Atını Çalan Hırsız ve Yüreğimizden Çalınan Merhamet
Anlatılan bir kıssaya göre, atıyla yolculuk eden bir adam, yolda yürüyen birine acıyarak onu atına alır. Bir süre birlikte gittikten sonra, atın sahibi bir çeşme başında su içmek için durur. Tam o sırada, merhamet edip atına aldığı kişinin atını çalarak kaçmaya başladığını görür. Hırsızın arkasından acıyla bakan adam şöyle seslenir: “Ey kişi, sen sadece benim atımı çalmadın, yüreğimdeki merhameti de çaldın.”
15 Temmuz 2016: Hain Darbe Girişimi
Bugün 15 Temmuz… Tam dokuz yıl önce, Türk Silahlı Kuvvetleri’nin içine sızmış olan FETÖ’cüler, milletin iradesiyle seçilmiş hükümete karşı bir darbe girişiminde bulundu. Bu alçakça kalkışma esnasında, maalesef 252 vatan evladını şehit verdik. Bu vesileyle, 15 Temmuz Şehitleri başta olmak üzere tüm şehitlerimize Allah’tan rahmet diliyorum.
Güvenin İhanetle Sınavı
Girişte paylaştığım bu kıssa, günün ruhunu ve yaşananları özetler niteliktedir.
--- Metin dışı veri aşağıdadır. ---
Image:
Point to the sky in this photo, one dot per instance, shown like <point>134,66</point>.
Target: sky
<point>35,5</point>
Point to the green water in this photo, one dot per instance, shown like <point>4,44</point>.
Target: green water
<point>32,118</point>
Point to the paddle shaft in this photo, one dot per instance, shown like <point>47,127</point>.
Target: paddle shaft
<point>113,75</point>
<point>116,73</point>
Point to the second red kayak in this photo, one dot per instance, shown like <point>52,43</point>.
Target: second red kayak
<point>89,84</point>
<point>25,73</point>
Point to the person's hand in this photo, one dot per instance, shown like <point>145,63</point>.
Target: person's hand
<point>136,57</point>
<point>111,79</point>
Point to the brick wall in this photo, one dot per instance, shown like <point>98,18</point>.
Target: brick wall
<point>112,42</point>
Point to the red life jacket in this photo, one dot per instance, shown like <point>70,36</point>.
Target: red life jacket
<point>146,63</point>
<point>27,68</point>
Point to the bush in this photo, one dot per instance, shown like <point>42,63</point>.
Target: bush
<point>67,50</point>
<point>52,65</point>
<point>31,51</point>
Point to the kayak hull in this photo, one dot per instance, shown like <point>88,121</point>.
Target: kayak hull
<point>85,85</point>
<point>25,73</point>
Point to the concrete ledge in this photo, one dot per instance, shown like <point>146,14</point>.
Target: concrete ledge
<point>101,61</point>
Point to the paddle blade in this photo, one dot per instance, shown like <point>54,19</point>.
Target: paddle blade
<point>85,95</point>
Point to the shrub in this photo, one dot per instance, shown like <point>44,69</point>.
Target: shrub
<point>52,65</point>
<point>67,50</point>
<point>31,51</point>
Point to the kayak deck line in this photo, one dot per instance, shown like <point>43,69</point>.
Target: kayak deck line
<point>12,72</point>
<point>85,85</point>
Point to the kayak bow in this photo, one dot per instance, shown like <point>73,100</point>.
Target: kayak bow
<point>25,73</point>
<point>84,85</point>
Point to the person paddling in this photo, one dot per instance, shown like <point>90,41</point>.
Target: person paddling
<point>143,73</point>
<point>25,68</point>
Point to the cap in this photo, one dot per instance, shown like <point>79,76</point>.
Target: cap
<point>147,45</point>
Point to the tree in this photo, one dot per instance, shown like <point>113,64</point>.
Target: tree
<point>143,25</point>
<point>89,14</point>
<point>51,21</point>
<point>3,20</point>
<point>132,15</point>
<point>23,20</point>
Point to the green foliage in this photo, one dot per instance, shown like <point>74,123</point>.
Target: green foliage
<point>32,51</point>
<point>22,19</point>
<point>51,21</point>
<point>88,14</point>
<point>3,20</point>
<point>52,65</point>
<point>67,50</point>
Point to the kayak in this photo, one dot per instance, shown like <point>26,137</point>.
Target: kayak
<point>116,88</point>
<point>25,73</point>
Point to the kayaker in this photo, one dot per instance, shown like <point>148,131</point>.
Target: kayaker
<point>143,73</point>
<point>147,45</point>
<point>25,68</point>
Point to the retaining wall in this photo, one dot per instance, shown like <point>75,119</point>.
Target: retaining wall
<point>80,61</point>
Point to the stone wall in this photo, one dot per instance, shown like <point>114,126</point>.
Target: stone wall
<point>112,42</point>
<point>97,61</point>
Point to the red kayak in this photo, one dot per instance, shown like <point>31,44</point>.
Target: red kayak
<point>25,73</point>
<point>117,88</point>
Tıpkı kıssadaki gibi, 15 Temmuz’da hain kalkışmayı yapanlar, “bunlar inançlı, bunlardan zarar gelmez” düşüncesiyle orduda üst düzey görevlere getirilmişti. Ancak bu hainler, buldukları ilk fırsatta kendilerine güvenenleri sırtından hançerlemeye çalıştı. Bu durum, anlatılan olayla ne kadar da benzeşiyor, değil mi?
Neden 15 Temmuz’u Asla Unutmamalıyız?
15 Temmuz hain darbe girişimiyle ilgili yazılarımda her zaman bu olayın unutturulmaması gerektiğini vurguluyorum. Eğer bir baba, evladına öğüt niteliğinde bir olay miras bırakacaksa, FETÖ’cü hainlerin 15 Temmuz 2016‘da yaptıkları darbe girişimi tek başına yeterli olacaktır. Bu, ihanetin ve sonrasında gösterilen milli duruşun en önemli dersidir.
Rabbim memleketimizi bir daha böyle hain kalkışmalarla karşı karşıya bırakmasın. Amin.